午前2時47分、「ごめん。俺じゃ幸せにできないって、わかってる」と打っていた。ただ、俺のほうは送信ボタンを押してしまった
カップル
午前2時47分
深夜2時を過ぎても眠れませんでした。入力欄に何度も言葉を打っては消しました。「転勤が決まった」「一緒に来てほしい」「遠距離でも続けたい」どれも途中で指が止まる。
結局、送れたのはたった一行でした。
「ごめん。俺じゃ幸せにできないって、わかってる」
本当は全部説明すべきだった。でも理由を話せば彼女は「ついて行く」と言うかもしれない。彼女のキャリアを犠牲にしたくなかった。だから一番卑怯な言い方を選んでしまったのです。
そして...
翌朝、彼女からの着信が何件も入っていました。「昨日のメッセージどういう意味?」というメッセージも。
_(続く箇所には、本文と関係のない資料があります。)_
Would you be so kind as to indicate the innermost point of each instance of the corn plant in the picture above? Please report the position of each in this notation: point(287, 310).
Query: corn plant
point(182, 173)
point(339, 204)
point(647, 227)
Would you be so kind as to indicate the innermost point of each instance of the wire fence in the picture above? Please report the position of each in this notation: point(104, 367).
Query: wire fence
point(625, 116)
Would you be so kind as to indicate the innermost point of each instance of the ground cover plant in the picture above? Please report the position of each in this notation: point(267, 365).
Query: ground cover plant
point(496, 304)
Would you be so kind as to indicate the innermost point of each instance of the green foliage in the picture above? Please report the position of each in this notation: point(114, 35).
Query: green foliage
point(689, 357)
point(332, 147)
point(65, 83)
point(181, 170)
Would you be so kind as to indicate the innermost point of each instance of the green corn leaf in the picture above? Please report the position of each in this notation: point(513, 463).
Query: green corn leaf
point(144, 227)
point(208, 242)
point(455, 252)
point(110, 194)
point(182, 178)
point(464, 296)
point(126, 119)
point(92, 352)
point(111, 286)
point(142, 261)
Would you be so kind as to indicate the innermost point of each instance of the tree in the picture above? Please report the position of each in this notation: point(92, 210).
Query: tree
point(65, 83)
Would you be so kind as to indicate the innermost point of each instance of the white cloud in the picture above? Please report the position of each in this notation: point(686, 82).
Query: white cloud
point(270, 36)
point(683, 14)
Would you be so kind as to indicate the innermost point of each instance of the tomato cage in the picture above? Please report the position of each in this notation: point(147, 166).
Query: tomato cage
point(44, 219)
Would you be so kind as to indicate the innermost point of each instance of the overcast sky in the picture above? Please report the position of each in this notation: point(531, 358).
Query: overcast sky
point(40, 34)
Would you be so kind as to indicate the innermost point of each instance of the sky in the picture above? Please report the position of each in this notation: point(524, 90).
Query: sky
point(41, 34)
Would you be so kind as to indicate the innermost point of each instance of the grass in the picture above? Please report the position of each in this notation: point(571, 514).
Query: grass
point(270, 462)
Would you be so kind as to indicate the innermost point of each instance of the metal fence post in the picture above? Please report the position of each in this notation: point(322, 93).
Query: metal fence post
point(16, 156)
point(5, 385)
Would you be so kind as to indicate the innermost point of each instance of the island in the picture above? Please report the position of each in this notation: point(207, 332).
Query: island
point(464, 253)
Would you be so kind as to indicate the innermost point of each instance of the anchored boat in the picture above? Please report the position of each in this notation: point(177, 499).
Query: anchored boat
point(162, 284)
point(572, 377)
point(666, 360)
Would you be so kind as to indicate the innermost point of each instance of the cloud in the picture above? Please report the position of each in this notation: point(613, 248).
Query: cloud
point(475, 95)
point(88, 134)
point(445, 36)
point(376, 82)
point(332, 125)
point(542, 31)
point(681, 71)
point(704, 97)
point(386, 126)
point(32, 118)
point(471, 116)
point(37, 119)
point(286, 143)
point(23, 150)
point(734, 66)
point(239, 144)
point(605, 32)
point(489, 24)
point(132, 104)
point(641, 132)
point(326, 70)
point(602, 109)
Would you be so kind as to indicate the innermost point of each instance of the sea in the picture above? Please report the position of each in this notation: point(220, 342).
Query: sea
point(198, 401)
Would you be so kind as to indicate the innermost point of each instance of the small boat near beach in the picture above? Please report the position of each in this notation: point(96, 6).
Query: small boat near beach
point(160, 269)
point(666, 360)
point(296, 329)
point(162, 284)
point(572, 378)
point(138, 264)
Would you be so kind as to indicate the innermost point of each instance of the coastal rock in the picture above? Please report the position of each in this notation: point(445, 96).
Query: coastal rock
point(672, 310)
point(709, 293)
出られませんでした。声を聞いたら全部話してしまいそうで。
夕方、覚悟を決めて「明日会って話そう」と送りました。転勤のこと。言い出せなかったこと。一緒に来てほしい気持ちと、来なくていいという気持ち。全部、明日話すつもりです。
あの夜、俺が送った「ごめん」の一言には、言えなかった言葉が全部詰まっていました。でも彼女には、理由もなく突き放されたようにしか見えなかっただろう。ちゃんと話せていれば、こんな夜にはならなかったのに。
(20代男性・総合職)
本記事は、ハウコレ読者への独自アンケートに寄せられた実体験をもとに制作していますが、個人が特定されないよう、一部設定を変更しています。